Hill has not established that Mr. Craig's advice with regard to the plea agreement was deficient. Because the plea agreement was advantageous to Hill and there was substantial evidence of her guilt on the charge of second-degree murder by means of accomplice liability, including her own statements to law enforcement and those of her co-defendants, her counsel's performance was not deficient nor coercive for advising her to accept the plea agreement. See, e.g., Weaver, 455 F.3d at 967. A lawyer's advice to plead guilty in the face of strong inculpatory evidence does not constitute ineffective assistance of counsel. See Lambert, 393 F.3d at 984 (finding no Strickland prejudice from counsel's alleged failure to uncover evidence supporting the proposed defense prior to the entry of a guilty plea where there was "overwhelming evidence of guilt" and "little chance" that defense would have succeeded at trial); Sophanthavong v. Palmateer, 378 F.3d 859, 870-71 (9th Cir. 2004) (finding no Strickland prejudice where the petitioner's assertion that he would have rejected the plea offer and gone to trial had he been properly advised was not credible in light of the substantial evidence of his guilt and much higher potential sentence at trial). Therefore, Hill has not satisfied the first prong of the Strickland or Hill test which requires she show her counsel's advice with regard to the plea agreement and the consequences she faced as a result of entering a guilty plea was incorrect.

B. Sentencing counsel

Hill also contends Ms. Gray, her sentencing counsel, "missed 3 fundamental errors or more at sentencing. I am unfamiliar with legal language . . . she was not qualified or did not pass Bar when trying to make my arguments." (ECF No. 1 at 6, 10). Hill does not offer any specific argument Ms. Gray should have but failed to raise with regard to her sentencing, or how she was prejudiced by any alleged deficiency.

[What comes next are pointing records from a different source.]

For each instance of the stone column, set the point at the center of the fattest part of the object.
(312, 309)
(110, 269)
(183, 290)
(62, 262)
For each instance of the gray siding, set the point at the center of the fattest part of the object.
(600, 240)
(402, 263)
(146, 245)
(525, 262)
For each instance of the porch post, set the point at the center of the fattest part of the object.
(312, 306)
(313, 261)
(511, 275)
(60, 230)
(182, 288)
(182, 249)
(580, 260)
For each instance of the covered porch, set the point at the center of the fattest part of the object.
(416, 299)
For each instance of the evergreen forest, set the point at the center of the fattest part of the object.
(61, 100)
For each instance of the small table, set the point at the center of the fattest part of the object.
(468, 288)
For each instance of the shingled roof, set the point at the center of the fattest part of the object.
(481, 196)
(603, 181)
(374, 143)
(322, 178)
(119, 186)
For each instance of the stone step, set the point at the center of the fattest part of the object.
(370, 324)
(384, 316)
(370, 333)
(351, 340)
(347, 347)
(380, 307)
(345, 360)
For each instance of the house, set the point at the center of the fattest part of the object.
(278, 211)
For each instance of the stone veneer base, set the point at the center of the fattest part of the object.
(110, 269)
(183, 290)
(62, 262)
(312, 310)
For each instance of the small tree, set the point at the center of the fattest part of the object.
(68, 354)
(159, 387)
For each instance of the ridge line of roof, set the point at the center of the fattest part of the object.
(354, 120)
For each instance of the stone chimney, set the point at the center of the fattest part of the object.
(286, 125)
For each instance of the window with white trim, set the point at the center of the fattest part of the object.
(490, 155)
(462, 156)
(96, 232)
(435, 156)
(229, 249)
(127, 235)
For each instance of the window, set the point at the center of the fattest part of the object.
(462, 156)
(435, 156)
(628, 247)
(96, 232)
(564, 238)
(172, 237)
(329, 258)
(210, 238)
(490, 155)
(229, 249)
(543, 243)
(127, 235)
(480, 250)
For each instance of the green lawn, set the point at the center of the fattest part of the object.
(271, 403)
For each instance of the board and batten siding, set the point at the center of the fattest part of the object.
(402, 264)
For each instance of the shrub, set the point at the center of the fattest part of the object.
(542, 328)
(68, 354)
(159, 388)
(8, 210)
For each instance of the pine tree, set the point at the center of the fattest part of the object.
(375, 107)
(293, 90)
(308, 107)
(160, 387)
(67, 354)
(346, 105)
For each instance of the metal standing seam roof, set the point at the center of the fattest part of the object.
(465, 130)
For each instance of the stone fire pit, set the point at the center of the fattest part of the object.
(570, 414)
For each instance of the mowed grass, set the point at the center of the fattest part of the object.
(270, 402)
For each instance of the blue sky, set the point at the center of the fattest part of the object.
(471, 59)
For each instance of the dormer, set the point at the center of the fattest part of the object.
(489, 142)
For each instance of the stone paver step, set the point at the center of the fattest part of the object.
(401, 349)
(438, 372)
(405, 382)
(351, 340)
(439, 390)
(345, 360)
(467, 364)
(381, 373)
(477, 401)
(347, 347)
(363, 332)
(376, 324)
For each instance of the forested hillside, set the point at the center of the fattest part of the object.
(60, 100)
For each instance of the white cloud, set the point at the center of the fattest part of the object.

In her first Rule 32 action Hill asserted Ms. Gray provided unconstitutionally ineffective assistance of counsel. The state habeas trial court found counsel's performance was not "deficient or unreasonable under all the circumstances," and that there was no "reasonable probability that, but for her attorneys' alleged unprofessional errors, the result of the proceedings would have been different." (ECF No. 8-1 at 105). The state court further concluded: "Defendant fails to support her assertions that attorney [Ms.] Gray . . . was ineffective. Defendant's bare claims are insufficient." (ECF No. 8-1 at 105).

The state court's denial of relief on this claim was not clearly contrary to nor an unreasonable application of federal law. Judicial scrutiny of counsel's performance is highly deferential, and there is a "strong presumption that counsel's performance falls within the 'wide range of professional assistance.'" Kimmelman v. Morrison, 477 U.S. 365, 381 (1986), quoting Strickland, 466 U.S. at 689. Cursory allegations that are purely speculative cannot support a claim of ineffective assistance of counsel. See Greenway v. Schriro, 653 F.3d 790, 804 (9th Cir. 2011) (finding petitioner's "cursory and vague [ineffective assistance of counsel claim] cannot support habeas relief."); Jones v. Gomez, 66 F.3d 199, 204-05 (9th Cir. 1995) (finding "conclusory suggestions that [petitioner's] trial and state appellate counsel provided ineffective assistance fall far short of stating a valid claim of constitutional violation"); James v. Borg, 24 F.3d 20, 26 (9th Cir. 1994) ("Conclusory allegations which are not supported by a statement of specific facts do not warrant habeas relief."). See also Zettlemoyer v. Fulcomer, 923 F.2d 284, 298 (3d Cir. 1991) (holding a defendant cannot satisfy the Strickland standard by "vague and conclusory allegations that some unspecified and speculative testimony might have established his defense."). Furthermore, a thorough review of the transcript of the sentencing hearing reveals Ms. Gray's performance at sentencing was well within the range of professionally reasonable performance with regard to the mitigation produced by Ms. Gray and her argument on Hill's behalf. Accordingly, the state court's denial of this claim was not clearly contrary to nor an unreasonable application of Strickland.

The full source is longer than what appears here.